I had a pretty good idea of what it meant to join the paratroopers. One of my mother’s friends had a son who was a paratrooper who had talked about it quite a bit. He was later killed in Holland. He was standing next to an ammunition truck when it blew up. They were lucky if they found his dog tags.
Transferring to the 101st meant I was joining one of the best divisions around. I’d do it all over again today—to have been where I was and serve with the outfit I was with. I lucked out.
I went through parachute training in England, the same type of training the company received back at Fort Benning, Georgia. I knew nothing about Captain Sobel at the time. I saw him only once, in parachute school. He had been relieved of his command of Easy Company by then and was in command of the parachute school. His reputation had been buried. I never heard any of that stuff until early reunions after the war.

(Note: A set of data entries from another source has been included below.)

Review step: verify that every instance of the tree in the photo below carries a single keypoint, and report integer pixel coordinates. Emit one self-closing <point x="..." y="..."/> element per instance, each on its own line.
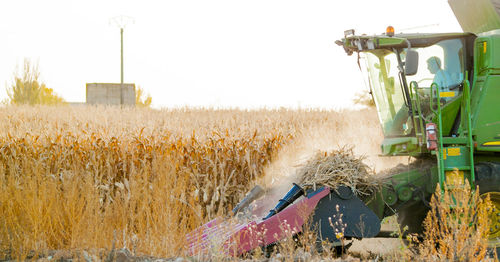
<point x="28" y="89"/>
<point x="142" y="99"/>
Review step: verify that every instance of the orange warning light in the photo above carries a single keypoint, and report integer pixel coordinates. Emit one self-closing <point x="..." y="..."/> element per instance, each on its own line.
<point x="389" y="31"/>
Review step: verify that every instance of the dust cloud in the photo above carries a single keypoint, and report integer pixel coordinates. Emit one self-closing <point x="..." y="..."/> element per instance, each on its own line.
<point x="359" y="130"/>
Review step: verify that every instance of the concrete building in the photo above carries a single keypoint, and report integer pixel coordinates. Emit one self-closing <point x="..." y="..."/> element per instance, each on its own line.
<point x="110" y="94"/>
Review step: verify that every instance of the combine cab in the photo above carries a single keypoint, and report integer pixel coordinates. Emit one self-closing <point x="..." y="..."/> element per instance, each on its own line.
<point x="437" y="97"/>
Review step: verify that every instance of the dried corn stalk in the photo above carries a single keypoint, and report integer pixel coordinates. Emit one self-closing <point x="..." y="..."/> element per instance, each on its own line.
<point x="339" y="168"/>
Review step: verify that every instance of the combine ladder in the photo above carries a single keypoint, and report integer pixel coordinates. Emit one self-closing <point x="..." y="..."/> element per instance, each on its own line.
<point x="455" y="154"/>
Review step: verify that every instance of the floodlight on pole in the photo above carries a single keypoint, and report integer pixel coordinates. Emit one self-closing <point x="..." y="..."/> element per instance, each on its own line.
<point x="121" y="21"/>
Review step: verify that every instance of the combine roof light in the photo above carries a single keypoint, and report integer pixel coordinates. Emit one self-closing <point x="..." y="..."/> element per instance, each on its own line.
<point x="389" y="31"/>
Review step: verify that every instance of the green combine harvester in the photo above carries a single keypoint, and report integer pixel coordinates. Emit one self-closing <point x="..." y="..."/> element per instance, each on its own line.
<point x="438" y="100"/>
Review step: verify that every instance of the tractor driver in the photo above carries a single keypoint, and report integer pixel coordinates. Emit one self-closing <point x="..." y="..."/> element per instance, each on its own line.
<point x="441" y="77"/>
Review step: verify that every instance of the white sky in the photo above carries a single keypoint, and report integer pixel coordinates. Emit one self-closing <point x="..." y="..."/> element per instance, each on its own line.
<point x="248" y="54"/>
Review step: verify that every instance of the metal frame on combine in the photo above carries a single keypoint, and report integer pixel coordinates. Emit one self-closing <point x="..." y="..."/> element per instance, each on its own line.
<point x="444" y="112"/>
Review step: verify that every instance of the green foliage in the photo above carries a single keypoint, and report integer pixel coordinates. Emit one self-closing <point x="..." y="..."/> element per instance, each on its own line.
<point x="142" y="99"/>
<point x="28" y="89"/>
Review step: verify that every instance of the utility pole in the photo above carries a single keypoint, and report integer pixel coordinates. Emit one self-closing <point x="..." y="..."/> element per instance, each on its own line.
<point x="121" y="22"/>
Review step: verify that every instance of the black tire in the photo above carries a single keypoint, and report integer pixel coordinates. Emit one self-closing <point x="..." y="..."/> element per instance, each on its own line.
<point x="413" y="217"/>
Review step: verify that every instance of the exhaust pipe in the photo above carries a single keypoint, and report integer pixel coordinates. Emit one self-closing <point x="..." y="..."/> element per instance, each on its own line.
<point x="289" y="198"/>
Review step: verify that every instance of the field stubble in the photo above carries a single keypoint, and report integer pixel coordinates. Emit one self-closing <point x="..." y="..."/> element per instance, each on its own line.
<point x="94" y="178"/>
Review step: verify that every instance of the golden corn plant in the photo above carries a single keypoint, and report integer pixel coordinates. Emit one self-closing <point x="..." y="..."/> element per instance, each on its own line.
<point x="457" y="226"/>
<point x="94" y="178"/>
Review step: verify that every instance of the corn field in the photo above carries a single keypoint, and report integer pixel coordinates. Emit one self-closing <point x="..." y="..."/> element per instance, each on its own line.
<point x="96" y="178"/>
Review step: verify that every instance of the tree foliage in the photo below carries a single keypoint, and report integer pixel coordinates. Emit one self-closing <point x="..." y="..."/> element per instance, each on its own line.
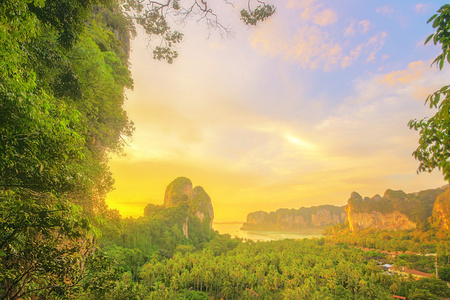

We were between our third and fourth jumps in parachute school when Easy Company was sent to Holland on September 17. We finished our jump training the next week and got our wings and 101st patch, but just sat there waiting until the company was relieved in Holland and sent to Mourmelon, France, at the end of November.
As soon as we got off the plane, we dragged our bags to battalion headquarters and lined up. The officers were all there sizing us up like they were picking players for a baseball team. We reported our name, rank, and serial number. One platoon leader says, “I’ll take this one.” Another, “I’ll take that one.” Lieutenant Ed Shames walked up to me and said, “I’ll take this one. Your name is Junior from now on.” That’s the way it went. So I went to 3rd Platoon, where Ed was the leader. Ed had received the first battlefield commission in the 506th at the end of Normandy. He was an excellent map reader; it had been a hobby of his since he was a kid. He had been an operations sergeant in the 3rd Platoon and built all the sand tables for the regiment for D-day before he got his commission. He’s still in the service today.